L’autore offre un’analisi approfondita dei fenomeni in atto che non riguardano soltanto l’economia, ma la sovranità, la democrazia e il futuro dell’Occidente. Prende forma un esame del braccio di ferro mondiale, dell’uso delle tariffe commerciali usate come leva politica, del destino delle norme europee sul digitale e del peso crescente delle Big Tech nelle scelte pubbliche.

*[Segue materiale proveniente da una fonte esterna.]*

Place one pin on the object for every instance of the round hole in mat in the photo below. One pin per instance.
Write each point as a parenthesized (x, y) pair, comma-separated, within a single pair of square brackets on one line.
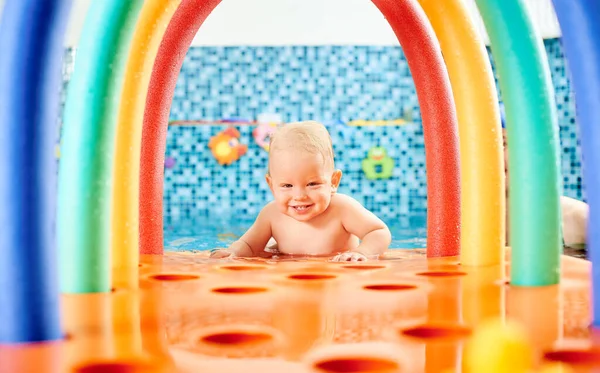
[(311, 276), (243, 267), (116, 367), (575, 357), (389, 287), (173, 277), (363, 267), (239, 290), (437, 331), (357, 364), (237, 338), (442, 273)]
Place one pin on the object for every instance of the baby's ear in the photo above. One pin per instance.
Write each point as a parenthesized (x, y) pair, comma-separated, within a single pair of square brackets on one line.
[(335, 180)]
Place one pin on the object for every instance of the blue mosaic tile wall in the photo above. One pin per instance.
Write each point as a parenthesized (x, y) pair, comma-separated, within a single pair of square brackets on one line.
[(325, 83), (333, 85)]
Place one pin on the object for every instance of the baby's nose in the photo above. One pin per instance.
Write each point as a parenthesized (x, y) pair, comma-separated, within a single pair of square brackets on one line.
[(300, 194)]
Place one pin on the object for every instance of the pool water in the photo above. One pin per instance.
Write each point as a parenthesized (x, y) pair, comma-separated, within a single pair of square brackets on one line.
[(207, 233)]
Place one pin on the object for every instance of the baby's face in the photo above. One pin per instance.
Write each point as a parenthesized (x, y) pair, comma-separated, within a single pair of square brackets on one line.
[(301, 183)]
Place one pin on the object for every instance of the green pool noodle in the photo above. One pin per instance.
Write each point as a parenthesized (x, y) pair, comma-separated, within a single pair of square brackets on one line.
[(87, 149), (532, 135)]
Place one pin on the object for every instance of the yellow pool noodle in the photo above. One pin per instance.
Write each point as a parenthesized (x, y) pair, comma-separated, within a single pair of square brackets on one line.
[(483, 209), (152, 23)]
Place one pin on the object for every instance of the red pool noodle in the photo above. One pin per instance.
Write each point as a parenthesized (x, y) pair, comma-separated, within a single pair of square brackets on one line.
[(425, 61), (177, 40), (440, 124)]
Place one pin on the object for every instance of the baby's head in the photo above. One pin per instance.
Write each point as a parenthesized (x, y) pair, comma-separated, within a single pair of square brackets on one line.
[(301, 173)]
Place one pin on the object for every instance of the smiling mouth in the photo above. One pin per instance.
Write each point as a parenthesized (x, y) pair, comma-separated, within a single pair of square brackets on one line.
[(301, 208)]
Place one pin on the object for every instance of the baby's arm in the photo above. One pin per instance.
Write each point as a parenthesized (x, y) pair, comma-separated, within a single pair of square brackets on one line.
[(574, 221), (374, 234), (253, 242)]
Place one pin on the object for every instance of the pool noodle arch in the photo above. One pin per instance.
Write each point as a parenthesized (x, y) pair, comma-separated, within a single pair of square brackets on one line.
[(153, 20), (411, 26), (31, 39), (86, 165), (580, 23), (176, 41), (483, 224), (48, 311), (531, 123)]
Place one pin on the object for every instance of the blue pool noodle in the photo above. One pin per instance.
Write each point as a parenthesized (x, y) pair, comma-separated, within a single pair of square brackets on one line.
[(31, 43), (580, 24)]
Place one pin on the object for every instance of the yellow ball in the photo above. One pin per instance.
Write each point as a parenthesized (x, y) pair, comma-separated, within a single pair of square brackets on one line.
[(498, 346)]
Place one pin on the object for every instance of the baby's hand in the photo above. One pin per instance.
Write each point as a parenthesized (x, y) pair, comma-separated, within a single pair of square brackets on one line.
[(220, 253), (349, 256)]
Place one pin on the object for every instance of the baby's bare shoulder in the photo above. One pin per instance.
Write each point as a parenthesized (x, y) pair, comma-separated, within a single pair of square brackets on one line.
[(344, 201)]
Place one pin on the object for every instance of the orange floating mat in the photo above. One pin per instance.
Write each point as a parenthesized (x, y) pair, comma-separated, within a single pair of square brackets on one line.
[(403, 313)]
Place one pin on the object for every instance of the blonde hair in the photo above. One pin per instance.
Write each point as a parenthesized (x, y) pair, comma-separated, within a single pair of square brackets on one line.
[(310, 136)]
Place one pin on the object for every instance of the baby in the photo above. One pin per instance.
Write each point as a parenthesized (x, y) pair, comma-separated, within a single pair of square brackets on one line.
[(308, 217)]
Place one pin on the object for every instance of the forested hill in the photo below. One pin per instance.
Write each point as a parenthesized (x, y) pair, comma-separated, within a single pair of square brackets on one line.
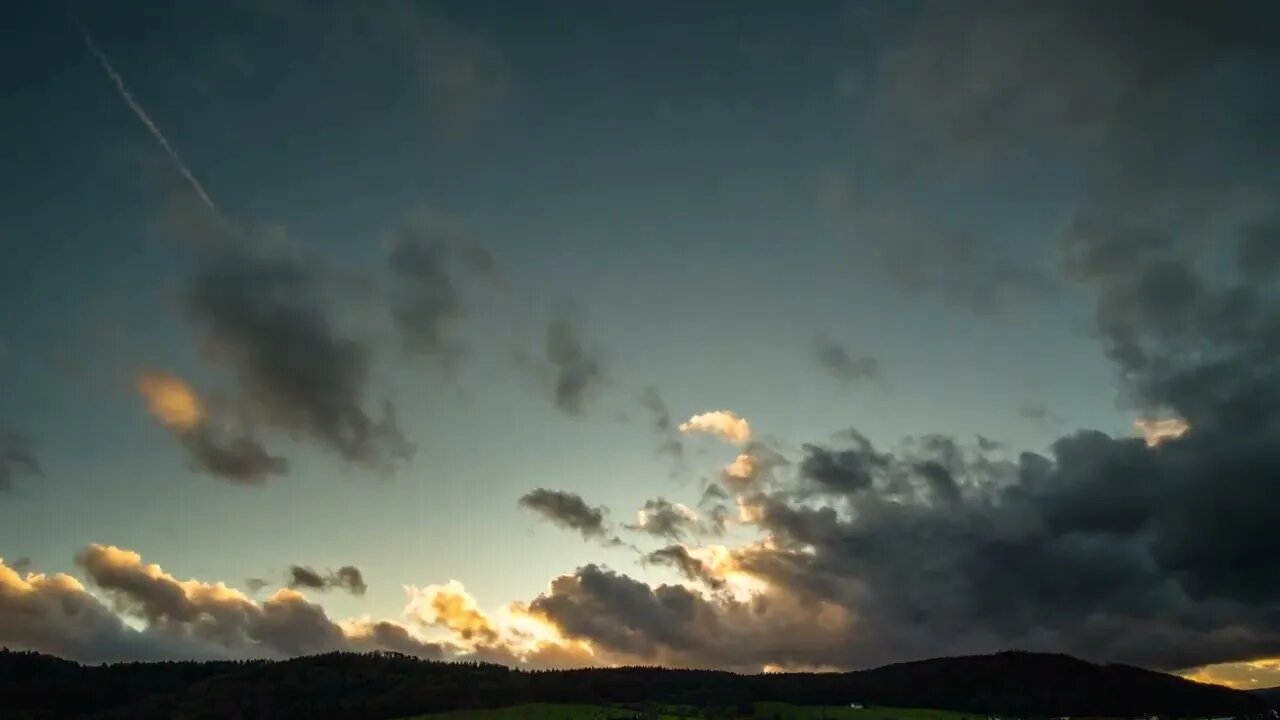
[(385, 686)]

Il libro si apre con la prefazione del professor Daniele Pasquinucci, ordinario di Storia della Relazioni Internazionali all’Università di Siena, che scrive: “L’Intelligenza artificiale assume la funzione di infrastruttura strategica del potere globale. È in grado di fornire strumenti per influenzare direttamente le relazioni tra gli Stati. Il suo controllo può tradursi in un vantaggio competitivo di portata globale”.
Nel libro si entra nei dossier riservati, nelle decisioni di Bruxelles, nelle strategie della Casa Bianca e in scenari che fino a pochi anni fa sembravano fantascienza e che oggi incidono già sulla vita quotidiana.